A lot of being better than you need to be is about how high you set your own standards. Only you know what you are capable of. My parents hammered into us that every sale was putting dinner on the table, or helping us to go on holiday in the winter, so every customer had to leave feeling better than they did when they came in and hopefully walking out with a bag full of seaside novelties.

In a nutshell...

Being Better Than It Needs To Be is about:

  • Minding the details and paying attention

  • You don’t always need to go all out to blow someone’s socks off. Just noticing the little details can exceed expectations more than you think

  • Unapologetically caring about what you do, and giving it your best - and not giving a sh*t about what others think

  • Setting your standards at a level you can be proud of

  • Not standing for a ‘that’ll do’ attitude

A word on under-promising so that you can over-deliver...

I detest it. It doesn’t make sense to me. Why on earth would you go to a potential client, tell them that you can only offer them a fraction of what you can actually do and then expect them to hire you or use your services?

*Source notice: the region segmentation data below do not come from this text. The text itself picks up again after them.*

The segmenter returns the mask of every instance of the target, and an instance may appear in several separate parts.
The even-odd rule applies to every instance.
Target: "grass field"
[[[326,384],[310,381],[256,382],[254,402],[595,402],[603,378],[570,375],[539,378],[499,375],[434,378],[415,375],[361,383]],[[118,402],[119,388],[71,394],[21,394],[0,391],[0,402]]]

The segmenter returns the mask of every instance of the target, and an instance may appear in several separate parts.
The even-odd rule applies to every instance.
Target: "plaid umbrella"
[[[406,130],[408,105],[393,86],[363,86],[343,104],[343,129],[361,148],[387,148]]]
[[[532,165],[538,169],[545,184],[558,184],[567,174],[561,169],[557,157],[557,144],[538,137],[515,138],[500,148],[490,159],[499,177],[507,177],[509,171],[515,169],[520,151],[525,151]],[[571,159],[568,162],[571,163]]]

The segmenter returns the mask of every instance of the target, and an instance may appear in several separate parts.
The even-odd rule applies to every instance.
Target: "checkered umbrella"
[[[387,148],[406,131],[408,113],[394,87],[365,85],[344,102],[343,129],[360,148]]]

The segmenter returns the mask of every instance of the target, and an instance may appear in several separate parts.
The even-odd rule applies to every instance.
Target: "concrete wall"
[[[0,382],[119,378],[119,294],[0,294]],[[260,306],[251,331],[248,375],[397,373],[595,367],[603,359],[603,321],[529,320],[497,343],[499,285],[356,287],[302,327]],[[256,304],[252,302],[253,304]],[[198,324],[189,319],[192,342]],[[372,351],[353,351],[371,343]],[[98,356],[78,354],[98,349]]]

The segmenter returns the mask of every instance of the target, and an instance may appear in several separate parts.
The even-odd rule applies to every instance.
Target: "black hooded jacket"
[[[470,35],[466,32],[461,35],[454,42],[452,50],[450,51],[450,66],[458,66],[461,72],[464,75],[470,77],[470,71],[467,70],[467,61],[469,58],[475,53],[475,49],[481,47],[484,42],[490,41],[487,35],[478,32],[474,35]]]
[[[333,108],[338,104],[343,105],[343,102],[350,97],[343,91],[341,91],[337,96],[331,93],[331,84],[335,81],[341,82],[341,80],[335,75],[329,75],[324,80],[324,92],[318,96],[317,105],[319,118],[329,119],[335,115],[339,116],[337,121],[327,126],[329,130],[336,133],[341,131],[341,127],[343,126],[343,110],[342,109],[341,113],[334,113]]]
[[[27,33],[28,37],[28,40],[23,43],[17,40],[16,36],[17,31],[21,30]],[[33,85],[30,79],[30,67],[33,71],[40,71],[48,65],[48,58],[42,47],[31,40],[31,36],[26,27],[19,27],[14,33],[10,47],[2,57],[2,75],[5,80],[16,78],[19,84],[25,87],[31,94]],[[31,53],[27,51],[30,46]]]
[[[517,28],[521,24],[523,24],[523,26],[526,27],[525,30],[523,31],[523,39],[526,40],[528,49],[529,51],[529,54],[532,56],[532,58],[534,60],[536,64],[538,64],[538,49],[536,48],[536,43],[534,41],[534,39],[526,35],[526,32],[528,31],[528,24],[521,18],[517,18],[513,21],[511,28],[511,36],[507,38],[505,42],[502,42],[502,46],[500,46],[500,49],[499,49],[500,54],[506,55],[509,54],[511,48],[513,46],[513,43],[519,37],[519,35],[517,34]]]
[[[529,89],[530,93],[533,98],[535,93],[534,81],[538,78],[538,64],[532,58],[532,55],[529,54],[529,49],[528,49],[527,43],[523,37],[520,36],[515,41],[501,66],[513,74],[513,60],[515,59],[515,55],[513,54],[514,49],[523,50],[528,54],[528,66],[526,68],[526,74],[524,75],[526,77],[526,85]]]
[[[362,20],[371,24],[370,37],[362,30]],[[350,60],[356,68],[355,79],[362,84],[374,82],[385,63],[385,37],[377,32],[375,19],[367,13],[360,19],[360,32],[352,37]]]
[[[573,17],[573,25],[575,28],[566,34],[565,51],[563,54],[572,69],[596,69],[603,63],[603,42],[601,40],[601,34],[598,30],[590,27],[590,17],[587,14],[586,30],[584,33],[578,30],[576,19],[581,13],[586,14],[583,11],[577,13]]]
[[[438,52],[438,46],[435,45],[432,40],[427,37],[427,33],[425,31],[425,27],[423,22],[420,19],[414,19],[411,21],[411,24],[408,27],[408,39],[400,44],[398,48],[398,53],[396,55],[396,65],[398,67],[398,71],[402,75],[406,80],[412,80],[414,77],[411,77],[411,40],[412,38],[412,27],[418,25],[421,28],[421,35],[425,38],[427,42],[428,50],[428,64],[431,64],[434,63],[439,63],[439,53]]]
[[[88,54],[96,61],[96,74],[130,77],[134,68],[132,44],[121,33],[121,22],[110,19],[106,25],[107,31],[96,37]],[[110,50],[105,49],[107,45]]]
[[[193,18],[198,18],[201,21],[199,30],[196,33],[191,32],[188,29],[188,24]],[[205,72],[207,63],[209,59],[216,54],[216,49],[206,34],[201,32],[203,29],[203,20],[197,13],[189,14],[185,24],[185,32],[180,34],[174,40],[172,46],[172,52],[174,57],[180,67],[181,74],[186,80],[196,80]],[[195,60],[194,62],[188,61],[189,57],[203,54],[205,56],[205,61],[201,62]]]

If you know that you can deliver a certain amount, then that is what you say you can do. Then, when you do go over and above and ensure that the standard is as high as you promised it would be but delivered with exceptional service and an eye for detail, the client will be bowled over.

What I'm saying is that if you under-promise so you can over-deliver, you're a wanker. Selling yourself short is just a bit dumb, but when you're trying to sell-in to a client and you know you can achieve more than you're telling them, you're being dishonest.

And as for over-promising... that's worse because if you knowingly over-promise, you're telling lies. It's what politicians do on a daily basis, and no one likes really likes a politician (Lord Jeff was okay though). Sometimes, things will get in the way and you will hit speedbumps which mean you can't deliver what you said you would, but don't lie to people by saying that you can achieve something you know to be impossible - see Boris Johnson's government for many examples of this.

So, I guess BTINTB is still an extension of my volunteering pastime that I can also take out into my personal life. With every work project I take on, with every nighttime reading session I do with my son, with every meal that I cook, if I try to make it better than it needs to be, surely life will be more enjoyable?